Ainda na esfera federal, há o problema de uso de critérios políticos para aprovar os convênios – como em emendas parlamentares. Se o critério para distribuir recursos não é técnico, prefeitos não têm incentivos para desenhar projetos melhores. É melhor anunciar as obras e os recursos autorizados, e deixar o pepino para o próximo prefeito. A ausência de planejamento plurianual sério no nível federal se espalha para os municípios.

A sociedade civil, que poderia exercer controle social sobre estas obras, esbarra na falta de transparência. Os boletins de medição, que atestam o andamento da obra e servem para determinar o pagamento, não são informação transparente e nem estão em formato aberto. Como consequência, é muito difícil fiscalizar se os pagamentos correspondem ao andamento da obra, componente básico de controle.

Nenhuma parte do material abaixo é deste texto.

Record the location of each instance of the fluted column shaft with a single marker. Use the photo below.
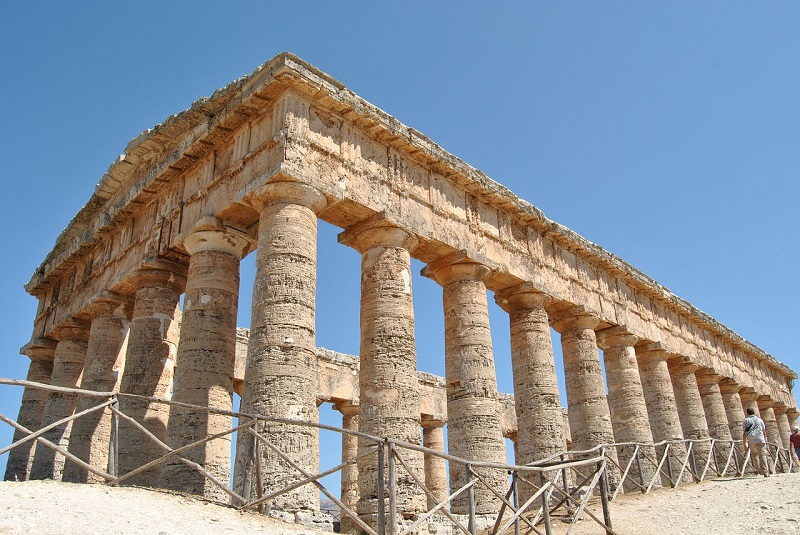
(537, 401)
(206, 355)
(714, 407)
(690, 406)
(765, 405)
(349, 480)
(149, 368)
(729, 391)
(435, 467)
(660, 400)
(105, 358)
(31, 410)
(67, 371)
(626, 403)
(281, 373)
(474, 430)
(388, 384)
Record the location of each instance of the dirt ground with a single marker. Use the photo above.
(727, 506)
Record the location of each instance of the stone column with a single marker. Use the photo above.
(626, 403)
(41, 352)
(765, 405)
(589, 415)
(729, 390)
(205, 360)
(149, 368)
(782, 420)
(749, 400)
(349, 481)
(690, 407)
(105, 358)
(536, 398)
(660, 400)
(281, 373)
(67, 370)
(435, 467)
(474, 431)
(389, 388)
(714, 407)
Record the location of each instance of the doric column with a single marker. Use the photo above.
(729, 390)
(41, 352)
(149, 368)
(714, 407)
(349, 481)
(690, 405)
(435, 467)
(536, 397)
(281, 373)
(749, 400)
(765, 405)
(105, 358)
(67, 370)
(660, 400)
(626, 402)
(388, 384)
(205, 360)
(782, 420)
(474, 431)
(589, 415)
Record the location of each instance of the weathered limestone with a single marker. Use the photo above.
(765, 405)
(626, 403)
(31, 411)
(435, 467)
(389, 389)
(205, 360)
(149, 367)
(660, 400)
(349, 474)
(729, 390)
(473, 425)
(68, 362)
(105, 358)
(690, 408)
(281, 374)
(537, 400)
(714, 407)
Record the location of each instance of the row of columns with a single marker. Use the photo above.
(652, 395)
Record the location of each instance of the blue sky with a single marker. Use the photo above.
(664, 132)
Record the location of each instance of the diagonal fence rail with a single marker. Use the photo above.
(558, 491)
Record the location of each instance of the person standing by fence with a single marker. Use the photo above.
(754, 437)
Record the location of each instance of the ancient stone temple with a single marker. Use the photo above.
(251, 170)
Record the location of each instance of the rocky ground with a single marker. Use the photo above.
(727, 506)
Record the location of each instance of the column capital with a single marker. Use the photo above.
(151, 276)
(678, 365)
(71, 329)
(707, 377)
(347, 408)
(377, 231)
(765, 401)
(616, 336)
(211, 234)
(39, 349)
(575, 317)
(109, 304)
(429, 422)
(729, 386)
(523, 295)
(287, 193)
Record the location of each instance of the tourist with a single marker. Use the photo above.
(754, 438)
(794, 440)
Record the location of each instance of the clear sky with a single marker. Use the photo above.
(667, 133)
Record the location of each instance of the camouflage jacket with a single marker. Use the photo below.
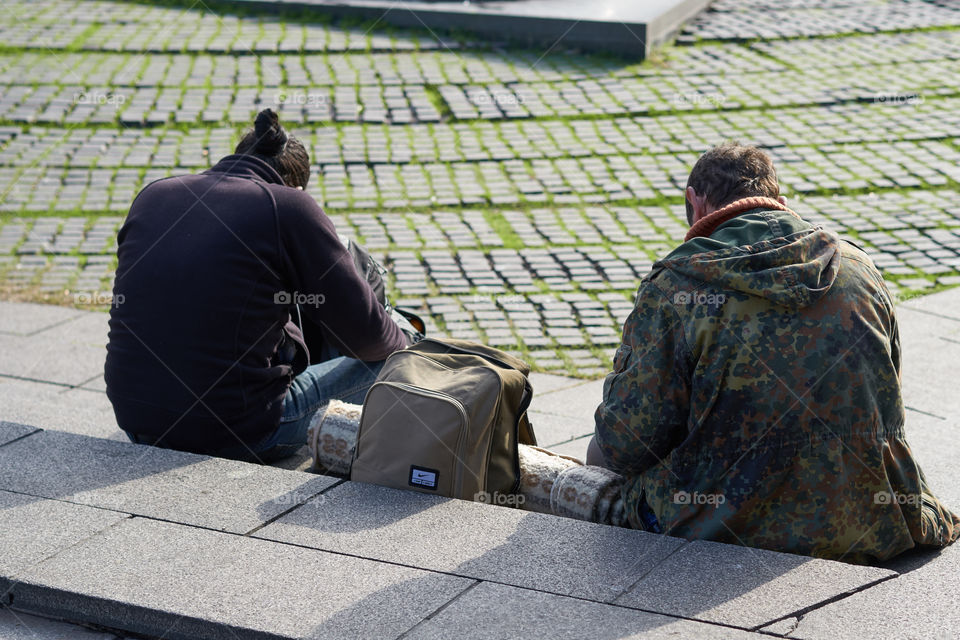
(755, 398)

Os Conselhos Regionais (como CREAs) poderiam ter um papel bem mais efetivo aqui, responsabilizando os fiscais das obras, bem como o responsável técnico da parte da empresa. Mas pouco fazem, deixando tudo na mão do estado.

O pacto federativo brasileiro, juntamente com a desigualdade regional, também contribui para o problema. De um lado, a União concentra recursos financeiros e humanos, e deixa os municípios sem capacidade de se estruturarem, dependendo de transferências. De outro lado, a desigualdade econômica também gera municípios com baixa capacidade institucional, dependentes quase que exclusivamente de transferências. E com baixa capacidade de monitoramento da sociedade civil.

De fato, 40% dos 5.570 municípios não possuem nem rádio. De acordo com o Atlas da Notícia, 52% dos municípios vivem em desertos de notícia, sem veículos de jornalismo, e 80% dos municípios têm nenhum, um ou dois veículos apenas.

São localidades que geralmente possuem índices sociais ruins e que precisam de investimento público e, justamente por isso, possuem baixa capacidade de execução, gestão e controle (seja interno ou pela sociedade).

Equilíbrio perverso

O resultado desse conjunto de incentivos e estrutura sócio-econômica é um equilíbrio em que obras públicas vão ter problemas sérios frequentemente. Na audiência pública, os representantes da CGU e TCU lembraram que já houve comissão de obras inacabadas no Congresso em 1995, bem como diversas auditorias do TCU sobre o assunto ao longo dos anos.

Como os incentivos estruturais do sistema continuam basicamente os mesmos – falta de planejamento pelo ente subnacional, falta de planejamento do governo federal e falta de controle –, o equilíbrio resultante é o mesmo: um grande volume de obras inacabadas. Enquanto não enfrentarmos as causas raízes da questão, medidas paliativas poderão aliviar os sintomas, mas não erradicar o problema.